A primeira pergunta que me coloquei foi óbvia: onde seria posta a segunda boca? É decisão delicada, basta olhar para a cabeça dos humanos, atravancada de órgãos e apêndices capilares. Hás-de concordar comigo: a cabeça é o território natural para se implantar uma segunda boca! Não faria sentido nenhum impingi-la ao peito ou às costas. Haveria que adaptar o vestuário, prever um orifício bucal libertando a boca peitoral ou dorsal. Com tanta boca sufocada neste mundo, por que razão impedir uma outra de se exprimir livremente, sem abafos? Está fora de questão colocá-las nos membros, posteriores ou anteriores. Ao bloquear um golpe com o antebraço, ou ao desferir um pontapé, lá se nos partiam os dentes e se nos fendiam os lábios. Além disso, no caso extremo de virarmos manetas ou pernetas, viraríamos zarolhos. E que dizer de quem fala pelos cotovelos? Seria igualmente irreflectido implantá-la numa das bundinhas, estaríamos condenados a sentarmo-nos sobre uma só (bundinha) para não esmagar a boca implantada na outra. No pescoço? Ideia a considerar! Uma boca na nuca, de muita serventia para quem diz uma coisa pela frente e outra pelas costas.
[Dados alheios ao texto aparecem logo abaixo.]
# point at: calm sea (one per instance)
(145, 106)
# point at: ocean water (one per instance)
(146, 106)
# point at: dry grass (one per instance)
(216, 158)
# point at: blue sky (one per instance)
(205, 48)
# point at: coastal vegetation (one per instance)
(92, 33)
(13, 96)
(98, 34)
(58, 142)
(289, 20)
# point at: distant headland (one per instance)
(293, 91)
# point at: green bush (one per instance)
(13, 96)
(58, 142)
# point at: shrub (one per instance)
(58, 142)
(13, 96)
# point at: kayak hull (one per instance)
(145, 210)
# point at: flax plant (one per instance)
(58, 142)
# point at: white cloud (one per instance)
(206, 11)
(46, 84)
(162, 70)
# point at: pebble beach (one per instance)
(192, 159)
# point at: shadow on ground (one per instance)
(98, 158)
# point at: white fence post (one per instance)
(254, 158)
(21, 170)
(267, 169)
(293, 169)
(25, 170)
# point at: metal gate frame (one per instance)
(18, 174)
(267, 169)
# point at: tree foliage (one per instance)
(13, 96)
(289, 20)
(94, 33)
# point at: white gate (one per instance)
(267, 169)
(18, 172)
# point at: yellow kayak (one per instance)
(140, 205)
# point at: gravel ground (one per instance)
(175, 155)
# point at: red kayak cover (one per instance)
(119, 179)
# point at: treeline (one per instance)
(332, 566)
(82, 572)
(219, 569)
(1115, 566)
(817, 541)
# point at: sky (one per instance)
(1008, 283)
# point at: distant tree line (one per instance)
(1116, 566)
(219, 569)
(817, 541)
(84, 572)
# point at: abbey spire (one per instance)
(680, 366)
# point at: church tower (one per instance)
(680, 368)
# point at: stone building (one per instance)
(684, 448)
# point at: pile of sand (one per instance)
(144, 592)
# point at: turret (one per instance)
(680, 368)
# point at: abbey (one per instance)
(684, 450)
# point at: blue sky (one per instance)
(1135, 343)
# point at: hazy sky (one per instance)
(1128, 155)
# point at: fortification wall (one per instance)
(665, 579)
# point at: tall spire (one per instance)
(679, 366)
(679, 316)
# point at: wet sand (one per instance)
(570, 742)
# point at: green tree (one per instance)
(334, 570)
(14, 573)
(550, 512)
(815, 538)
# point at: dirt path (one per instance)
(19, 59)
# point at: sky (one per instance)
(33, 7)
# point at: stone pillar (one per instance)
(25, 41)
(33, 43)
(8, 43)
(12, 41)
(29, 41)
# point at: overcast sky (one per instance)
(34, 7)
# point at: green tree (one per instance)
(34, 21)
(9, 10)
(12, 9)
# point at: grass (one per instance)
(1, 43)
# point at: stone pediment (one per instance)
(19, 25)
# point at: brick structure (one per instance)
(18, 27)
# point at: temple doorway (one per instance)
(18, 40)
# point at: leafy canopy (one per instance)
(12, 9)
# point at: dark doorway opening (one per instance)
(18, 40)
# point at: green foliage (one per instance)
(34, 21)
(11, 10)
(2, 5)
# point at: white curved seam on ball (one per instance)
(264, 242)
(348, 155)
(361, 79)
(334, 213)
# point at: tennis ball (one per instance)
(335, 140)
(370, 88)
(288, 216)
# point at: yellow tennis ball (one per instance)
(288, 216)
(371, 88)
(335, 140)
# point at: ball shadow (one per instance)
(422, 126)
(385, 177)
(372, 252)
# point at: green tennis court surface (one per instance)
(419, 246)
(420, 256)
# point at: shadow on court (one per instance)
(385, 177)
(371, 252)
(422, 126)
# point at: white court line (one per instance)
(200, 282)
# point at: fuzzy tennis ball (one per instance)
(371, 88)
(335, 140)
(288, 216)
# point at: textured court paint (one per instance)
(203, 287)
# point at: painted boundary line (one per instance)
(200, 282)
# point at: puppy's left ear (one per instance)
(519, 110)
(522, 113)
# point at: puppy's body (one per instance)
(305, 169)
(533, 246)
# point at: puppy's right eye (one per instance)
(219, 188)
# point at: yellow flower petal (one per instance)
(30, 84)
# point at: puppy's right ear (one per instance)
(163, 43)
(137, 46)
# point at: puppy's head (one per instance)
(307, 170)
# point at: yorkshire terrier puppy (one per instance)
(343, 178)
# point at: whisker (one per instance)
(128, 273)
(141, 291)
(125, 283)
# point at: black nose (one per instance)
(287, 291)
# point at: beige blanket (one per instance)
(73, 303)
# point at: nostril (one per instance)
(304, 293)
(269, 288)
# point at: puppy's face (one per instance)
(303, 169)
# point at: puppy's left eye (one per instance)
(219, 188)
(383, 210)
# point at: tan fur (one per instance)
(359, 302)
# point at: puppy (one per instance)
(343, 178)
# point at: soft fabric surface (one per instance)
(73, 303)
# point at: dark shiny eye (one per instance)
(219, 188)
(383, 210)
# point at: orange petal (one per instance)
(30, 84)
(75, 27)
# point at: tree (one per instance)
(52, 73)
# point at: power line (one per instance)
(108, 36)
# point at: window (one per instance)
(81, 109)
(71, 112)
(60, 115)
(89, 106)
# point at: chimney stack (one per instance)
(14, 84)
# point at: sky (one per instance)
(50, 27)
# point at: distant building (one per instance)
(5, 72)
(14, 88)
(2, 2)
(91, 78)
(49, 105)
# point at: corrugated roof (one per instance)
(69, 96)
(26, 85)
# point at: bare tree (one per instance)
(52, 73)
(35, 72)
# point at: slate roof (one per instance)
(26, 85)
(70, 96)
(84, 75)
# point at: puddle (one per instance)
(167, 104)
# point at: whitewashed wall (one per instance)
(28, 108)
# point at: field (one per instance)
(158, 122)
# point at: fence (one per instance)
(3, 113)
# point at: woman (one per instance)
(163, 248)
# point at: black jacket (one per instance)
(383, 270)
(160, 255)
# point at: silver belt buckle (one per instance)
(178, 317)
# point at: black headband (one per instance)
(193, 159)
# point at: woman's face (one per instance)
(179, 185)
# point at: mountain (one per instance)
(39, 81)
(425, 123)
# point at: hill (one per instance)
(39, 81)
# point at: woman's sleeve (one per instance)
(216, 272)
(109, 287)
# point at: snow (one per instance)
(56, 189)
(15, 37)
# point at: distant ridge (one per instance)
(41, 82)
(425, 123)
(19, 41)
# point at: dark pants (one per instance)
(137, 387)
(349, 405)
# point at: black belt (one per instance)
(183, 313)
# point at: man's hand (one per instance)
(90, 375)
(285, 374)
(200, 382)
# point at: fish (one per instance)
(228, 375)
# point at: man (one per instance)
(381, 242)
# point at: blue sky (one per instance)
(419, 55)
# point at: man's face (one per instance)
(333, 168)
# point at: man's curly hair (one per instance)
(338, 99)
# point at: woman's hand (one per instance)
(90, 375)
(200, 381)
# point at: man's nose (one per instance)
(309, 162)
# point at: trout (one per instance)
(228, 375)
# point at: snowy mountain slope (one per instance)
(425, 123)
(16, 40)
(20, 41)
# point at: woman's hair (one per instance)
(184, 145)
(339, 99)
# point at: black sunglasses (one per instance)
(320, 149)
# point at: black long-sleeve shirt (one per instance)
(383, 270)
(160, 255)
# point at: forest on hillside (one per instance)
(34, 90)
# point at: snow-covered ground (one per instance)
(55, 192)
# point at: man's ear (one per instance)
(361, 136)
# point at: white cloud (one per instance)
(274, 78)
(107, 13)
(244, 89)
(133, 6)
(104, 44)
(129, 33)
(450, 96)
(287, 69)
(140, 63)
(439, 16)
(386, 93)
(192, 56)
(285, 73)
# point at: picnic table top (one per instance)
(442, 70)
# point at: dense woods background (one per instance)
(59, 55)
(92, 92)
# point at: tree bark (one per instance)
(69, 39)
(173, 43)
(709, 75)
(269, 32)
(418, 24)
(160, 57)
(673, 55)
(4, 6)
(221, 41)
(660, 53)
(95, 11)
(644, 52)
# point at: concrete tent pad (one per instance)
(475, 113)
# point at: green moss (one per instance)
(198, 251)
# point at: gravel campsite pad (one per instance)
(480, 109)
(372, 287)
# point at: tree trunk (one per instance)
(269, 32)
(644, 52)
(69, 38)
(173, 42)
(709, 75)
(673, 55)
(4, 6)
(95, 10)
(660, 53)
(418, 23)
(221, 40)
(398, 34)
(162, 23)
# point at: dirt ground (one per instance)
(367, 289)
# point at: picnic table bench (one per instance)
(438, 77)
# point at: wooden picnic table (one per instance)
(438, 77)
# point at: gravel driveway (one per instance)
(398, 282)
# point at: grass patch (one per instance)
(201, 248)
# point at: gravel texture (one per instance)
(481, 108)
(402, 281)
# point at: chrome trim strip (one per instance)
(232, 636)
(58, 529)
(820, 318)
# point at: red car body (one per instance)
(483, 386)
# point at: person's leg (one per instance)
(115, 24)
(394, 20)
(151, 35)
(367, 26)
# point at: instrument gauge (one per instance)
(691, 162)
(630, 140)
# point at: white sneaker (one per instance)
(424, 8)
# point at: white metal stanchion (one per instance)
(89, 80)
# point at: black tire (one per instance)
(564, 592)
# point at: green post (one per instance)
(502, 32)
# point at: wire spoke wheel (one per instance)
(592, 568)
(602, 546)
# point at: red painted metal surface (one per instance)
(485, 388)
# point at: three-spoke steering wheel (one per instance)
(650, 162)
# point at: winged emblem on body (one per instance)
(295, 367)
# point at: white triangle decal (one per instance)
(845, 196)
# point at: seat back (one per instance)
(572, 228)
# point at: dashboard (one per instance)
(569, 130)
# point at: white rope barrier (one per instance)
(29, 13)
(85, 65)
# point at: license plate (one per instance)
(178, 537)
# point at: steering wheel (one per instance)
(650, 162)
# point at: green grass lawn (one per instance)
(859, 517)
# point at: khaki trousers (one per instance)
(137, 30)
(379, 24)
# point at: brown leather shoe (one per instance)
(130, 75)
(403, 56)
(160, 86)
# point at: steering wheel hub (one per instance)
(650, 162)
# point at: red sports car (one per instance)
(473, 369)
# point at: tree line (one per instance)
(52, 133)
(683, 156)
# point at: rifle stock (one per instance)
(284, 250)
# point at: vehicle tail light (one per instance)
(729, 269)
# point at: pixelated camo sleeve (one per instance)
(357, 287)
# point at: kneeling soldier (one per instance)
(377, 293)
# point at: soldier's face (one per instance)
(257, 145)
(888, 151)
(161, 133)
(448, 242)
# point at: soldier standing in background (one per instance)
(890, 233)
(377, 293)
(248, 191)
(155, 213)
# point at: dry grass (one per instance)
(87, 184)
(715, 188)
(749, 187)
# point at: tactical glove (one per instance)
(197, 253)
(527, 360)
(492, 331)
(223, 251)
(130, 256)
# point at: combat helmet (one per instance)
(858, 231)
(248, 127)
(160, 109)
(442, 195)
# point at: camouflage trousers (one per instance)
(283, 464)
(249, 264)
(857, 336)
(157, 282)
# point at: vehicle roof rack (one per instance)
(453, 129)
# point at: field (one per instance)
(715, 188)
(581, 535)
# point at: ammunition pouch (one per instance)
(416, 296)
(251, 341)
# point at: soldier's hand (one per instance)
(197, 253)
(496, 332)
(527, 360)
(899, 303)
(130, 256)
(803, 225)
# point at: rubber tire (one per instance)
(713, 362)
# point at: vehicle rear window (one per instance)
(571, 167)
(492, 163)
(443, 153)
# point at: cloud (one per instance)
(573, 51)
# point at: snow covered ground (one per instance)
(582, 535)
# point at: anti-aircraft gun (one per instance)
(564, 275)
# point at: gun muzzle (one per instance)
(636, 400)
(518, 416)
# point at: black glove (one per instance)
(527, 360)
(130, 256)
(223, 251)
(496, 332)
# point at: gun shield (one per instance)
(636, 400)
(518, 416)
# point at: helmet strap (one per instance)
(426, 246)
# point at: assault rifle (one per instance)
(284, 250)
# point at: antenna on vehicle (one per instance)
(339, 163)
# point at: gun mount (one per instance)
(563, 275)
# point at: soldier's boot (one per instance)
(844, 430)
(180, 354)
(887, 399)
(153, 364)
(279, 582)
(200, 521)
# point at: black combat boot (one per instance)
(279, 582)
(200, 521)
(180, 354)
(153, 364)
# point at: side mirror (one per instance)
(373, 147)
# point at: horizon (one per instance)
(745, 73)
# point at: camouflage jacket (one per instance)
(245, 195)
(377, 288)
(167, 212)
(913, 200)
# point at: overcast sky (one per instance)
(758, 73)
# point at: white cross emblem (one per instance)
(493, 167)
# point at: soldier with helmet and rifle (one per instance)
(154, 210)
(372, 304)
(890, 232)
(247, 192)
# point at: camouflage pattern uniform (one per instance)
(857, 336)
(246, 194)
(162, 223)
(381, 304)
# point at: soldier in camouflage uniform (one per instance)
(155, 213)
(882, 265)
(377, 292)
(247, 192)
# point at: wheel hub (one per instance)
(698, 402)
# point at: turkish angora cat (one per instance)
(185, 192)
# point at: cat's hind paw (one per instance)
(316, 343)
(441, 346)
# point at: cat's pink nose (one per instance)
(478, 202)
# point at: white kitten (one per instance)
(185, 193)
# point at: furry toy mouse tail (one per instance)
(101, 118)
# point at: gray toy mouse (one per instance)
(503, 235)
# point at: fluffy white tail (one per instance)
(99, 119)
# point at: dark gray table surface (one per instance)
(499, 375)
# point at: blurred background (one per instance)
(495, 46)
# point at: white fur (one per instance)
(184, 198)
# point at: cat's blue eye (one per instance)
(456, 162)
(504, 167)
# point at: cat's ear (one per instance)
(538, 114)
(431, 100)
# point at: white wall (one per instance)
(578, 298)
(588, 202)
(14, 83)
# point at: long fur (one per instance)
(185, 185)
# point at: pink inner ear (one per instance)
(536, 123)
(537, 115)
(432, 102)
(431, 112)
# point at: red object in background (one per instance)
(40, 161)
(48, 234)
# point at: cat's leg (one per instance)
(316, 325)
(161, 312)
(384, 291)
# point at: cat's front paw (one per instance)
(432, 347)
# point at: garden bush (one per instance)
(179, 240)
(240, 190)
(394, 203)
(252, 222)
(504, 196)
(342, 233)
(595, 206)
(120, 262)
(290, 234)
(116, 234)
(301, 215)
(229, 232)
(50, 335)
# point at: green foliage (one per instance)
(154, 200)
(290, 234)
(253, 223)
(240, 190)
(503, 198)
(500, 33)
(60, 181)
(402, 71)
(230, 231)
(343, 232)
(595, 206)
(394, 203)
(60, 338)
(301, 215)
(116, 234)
Depois de avaliar várias opções caiu-me o olho num design criativo: duas bocas frontais. Imagina: comissuras dos lábios roçando-se abaixo do filtro (aquela concavidade no centro geodésico da face), lábios alongando-se bochechas acima até aos lóbulos das orelhas. Bocas de orelha a orelha. Ideal para quem produz um discurso à esquerda e outro à direita. É a minha preferida! Já viste as possibilidades durante um banquete? Beber com uma e alambazar-me com a outra... Até me lambo os quatro beiços! Quem gosta de cavaquear à mesa ficaria servido, falando e comendo ao mesmo tempo, tornando obsoleto o adágio «boca cheia não conversa».

Para os desafortunados dos países pobres, assim como para os pobres dos países afortunados, constituiria má novidade. Já reclamam que têm varias bocas para alimentar, o dobro delas implicaria miséria a dobrar, lá reza o ditério: «a cada boca uma sopa». Opor-se-iam a uma boca suplementar os governos que mantêm a firmeza dos seus princípios através de ditaduras ou de «democracias musculadas», a braços com as sempiternas malvadas manifestações populares, excitadas por palavras de ordem esquerdistas.

Mas que grandes benefícios para o universo artístico! As gargantas educadas dos cem cantores do Coro Gulbenkian produziriam o efeito de duzentas vozes, enquanto coros modestos, como as tunas académicas, seriam enriquecidos. E que dizer da voz mágica de uma Celine Dion cantando em dueto singular; da musicalidade falada dos jograis; do alcance, em estereofonia, da voz da Mariza; da potência vocal dos Pavarottis, Domigos e Carreras? Um regozijo, nesses momentos quatro ouvidos seriam bemvindos. 

E os assediadores? Esses homens (porque são quase todos do sexo dito masculino) importantes, heterossexuais ou homossexuais, à cabeça de impérios económicos, que seguem e perseguem quem deles depende? Tomo como exemplo um caso fortemente mediatizado no Quebeque, onde um magnata do humor (entre outros) se divertia a forçar (sabes a quê) jovens aspirantes a uma carreira artística. Vítimas que se riam para o público com uma boca e choravam, sozinhas, com a segunda. Com uma só boca, o homem conseguiu calar dezenas de outras que, finalmente, acordaram de um longo silêncio e o denunciaram na praça pública. Imaginas que estragos fariam eles (assediadores) e que confusões levantariam elas (as assediadas), com duas bocas? É caso para dizer que com bocas a dobrar, se dobra um predador.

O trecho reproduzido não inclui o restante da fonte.